Camar-camar kini telah di atas pantai perkampungan. Terbang
rendah, mengitari di atas tingkap rumah-rumah penduduk, sekitar lokasi
perhelatan Salai Jin.
Seorang pemuda muncul tiba-tiba dari berbalik barisan
pohonan besar dan rindang, yang berjejer di garis pantai. Pohonan Ngame dan
beberapa jenis vegetasi khas pantai lainnya.
Perawakan pemuda itu tegap, gagah. Wajahnya tampan,
berwibawa. Kehadirannya yang tiba-tiba, menarik perhatian.
"Nage?" (Siapa?).
Sontak terdengar bisikan di antara warga. Tak hanya dari
segelintir gadis-gadis, tapi juga sebagian besar warga di lokasi itu.

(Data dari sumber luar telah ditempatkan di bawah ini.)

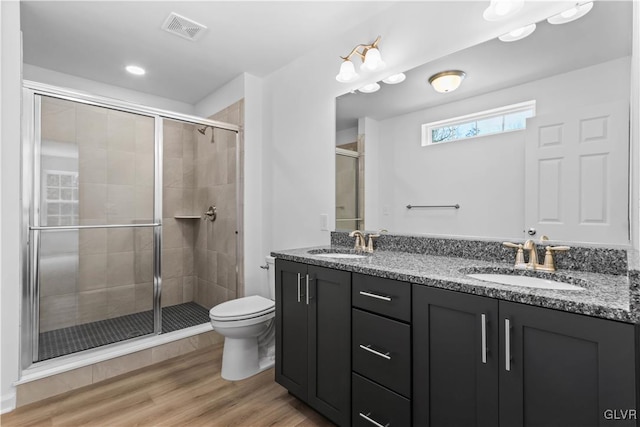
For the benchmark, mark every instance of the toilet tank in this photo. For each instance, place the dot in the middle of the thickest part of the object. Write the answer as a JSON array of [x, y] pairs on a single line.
[[271, 272]]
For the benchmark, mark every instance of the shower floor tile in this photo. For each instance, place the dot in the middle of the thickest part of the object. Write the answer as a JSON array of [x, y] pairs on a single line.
[[95, 334]]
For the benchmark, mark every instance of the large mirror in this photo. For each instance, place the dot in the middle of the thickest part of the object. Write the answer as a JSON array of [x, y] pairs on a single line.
[[565, 175]]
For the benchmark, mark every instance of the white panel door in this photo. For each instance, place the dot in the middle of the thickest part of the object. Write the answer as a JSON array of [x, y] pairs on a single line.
[[577, 174]]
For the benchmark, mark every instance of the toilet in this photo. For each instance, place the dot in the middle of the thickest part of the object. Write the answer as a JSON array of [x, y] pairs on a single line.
[[248, 326]]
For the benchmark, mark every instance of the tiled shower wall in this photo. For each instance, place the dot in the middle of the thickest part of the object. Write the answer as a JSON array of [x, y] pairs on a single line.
[[178, 184], [95, 274], [215, 184]]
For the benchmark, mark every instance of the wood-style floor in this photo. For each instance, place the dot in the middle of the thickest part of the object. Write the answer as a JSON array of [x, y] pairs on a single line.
[[184, 391]]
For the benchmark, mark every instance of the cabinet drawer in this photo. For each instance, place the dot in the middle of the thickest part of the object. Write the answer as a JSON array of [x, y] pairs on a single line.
[[383, 296], [375, 405], [381, 350]]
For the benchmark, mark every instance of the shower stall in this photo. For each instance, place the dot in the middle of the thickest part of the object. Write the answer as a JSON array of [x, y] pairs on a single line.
[[130, 221]]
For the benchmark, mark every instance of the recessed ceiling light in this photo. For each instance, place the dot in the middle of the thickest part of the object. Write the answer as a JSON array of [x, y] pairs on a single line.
[[578, 11], [134, 69], [370, 88], [518, 33], [394, 79]]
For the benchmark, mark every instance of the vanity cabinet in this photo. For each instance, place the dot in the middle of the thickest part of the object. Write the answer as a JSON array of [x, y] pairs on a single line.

Dengan tenangnya pemuda asing itu permisi, meminta jalan di
antara kerumunan. Dia menuju ke dalam sabua
(pendopo), tempat Salah Jin.
Gerak geriknya jadi pusat perhatian, jadi fokus pandangan. Setiap
buangan langkahnya seakan menggiring tanya dan rasa penasaran warga. Siapakah
dia?
Kini dia telah di dalam sabua.
Berdiri sejenak. Mengitarkan pandangannya ke seisi sabua. Air mukanya ramah,
simpatik. Dia lantas mendekati seorang penabuh tifa. Memberi isyarat, ingin
mencobanya. Aura tanya dan rasa penasaran kepada pemuda itu, kini memenuhi sabua.
Una nage? (Dia siapa?) Wo kabe
si ino? (Dia dari mana?) Ya.. wo gaga a! (Ya…dia tampan ya!) Oe, gaga. (Iya
tampan.).
Saling bisik pertanyaan pun pernyataan menjalar secepat
angin, meski teredam riuh tifa, gong dan rebab.

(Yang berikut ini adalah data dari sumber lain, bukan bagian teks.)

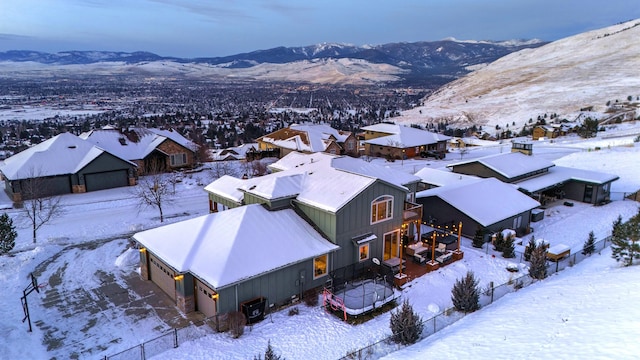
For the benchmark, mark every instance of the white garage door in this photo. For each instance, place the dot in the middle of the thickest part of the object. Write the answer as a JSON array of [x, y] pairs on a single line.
[[162, 276], [204, 303]]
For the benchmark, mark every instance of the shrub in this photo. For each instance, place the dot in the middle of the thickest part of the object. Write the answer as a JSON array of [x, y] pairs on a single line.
[[465, 294], [406, 325], [269, 354], [237, 321]]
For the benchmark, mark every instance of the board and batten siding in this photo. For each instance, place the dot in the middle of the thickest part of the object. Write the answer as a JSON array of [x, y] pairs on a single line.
[[277, 287]]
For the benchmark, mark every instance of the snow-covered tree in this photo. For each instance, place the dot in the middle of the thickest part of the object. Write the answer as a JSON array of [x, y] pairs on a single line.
[[538, 262], [8, 234], [589, 245], [465, 294], [406, 325], [625, 240]]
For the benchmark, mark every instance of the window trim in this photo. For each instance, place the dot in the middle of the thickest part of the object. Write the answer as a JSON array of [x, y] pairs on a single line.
[[383, 199]]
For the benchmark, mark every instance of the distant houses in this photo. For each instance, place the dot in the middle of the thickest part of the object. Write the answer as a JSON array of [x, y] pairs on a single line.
[[401, 142], [153, 150], [64, 164]]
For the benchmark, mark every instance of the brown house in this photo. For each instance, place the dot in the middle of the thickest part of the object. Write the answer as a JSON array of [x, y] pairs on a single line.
[[153, 150], [310, 138]]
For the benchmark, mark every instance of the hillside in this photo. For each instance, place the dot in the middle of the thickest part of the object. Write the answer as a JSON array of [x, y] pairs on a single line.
[[561, 77], [424, 64]]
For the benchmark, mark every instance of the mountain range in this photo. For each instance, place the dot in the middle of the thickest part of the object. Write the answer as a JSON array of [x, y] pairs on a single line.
[[428, 64], [593, 74]]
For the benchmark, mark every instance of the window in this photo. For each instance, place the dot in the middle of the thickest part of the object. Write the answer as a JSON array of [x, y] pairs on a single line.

Jelang magrib. Tifa, gong dan rebab berhenti. Salah Jin jeda
hingga nanti dilanjutkan selepas sholat isya.
Kerumunan bukannya merenggang. Warga malah lebih memadati
sekitar sabua, hingga berjinjit-jinjit di sepanjang pagar pekarangan. Semuanya
penasaran dengan pemuda itu. Juga penasaran, adakah pertanyaan, atau semacam
interogasi barangkali, dari para tetua kampung kepada si pemuda?
Riuh suara seolah dengung ratusan tawon, saling menimpali
dengan desau angin dan riuh ombak pantai.
Tabea, jou
ne nage? (Maaf Anda ini siapa?)
Tetua kampung paling sepuh bertanya. Si pemuda memandangi
tetua sepuh itu, seakan mempertimbangkan, dari mana ia mesti memulai
penjelasannya.
Jou kabe
ino? (Anda dari mana?)
Si pemuda, menoleh ke tetua kedua yang bertanya.
“Tabea jou ngon moi-moi, fangare Raja Delo". (Tabik
hadirin semua, saya adalah Raja Cakalang).
Pemuda itu bicara. Untuk pertama kalinya dia buka suara.
Suara yang seolah terdengar dari kedalaman samudera.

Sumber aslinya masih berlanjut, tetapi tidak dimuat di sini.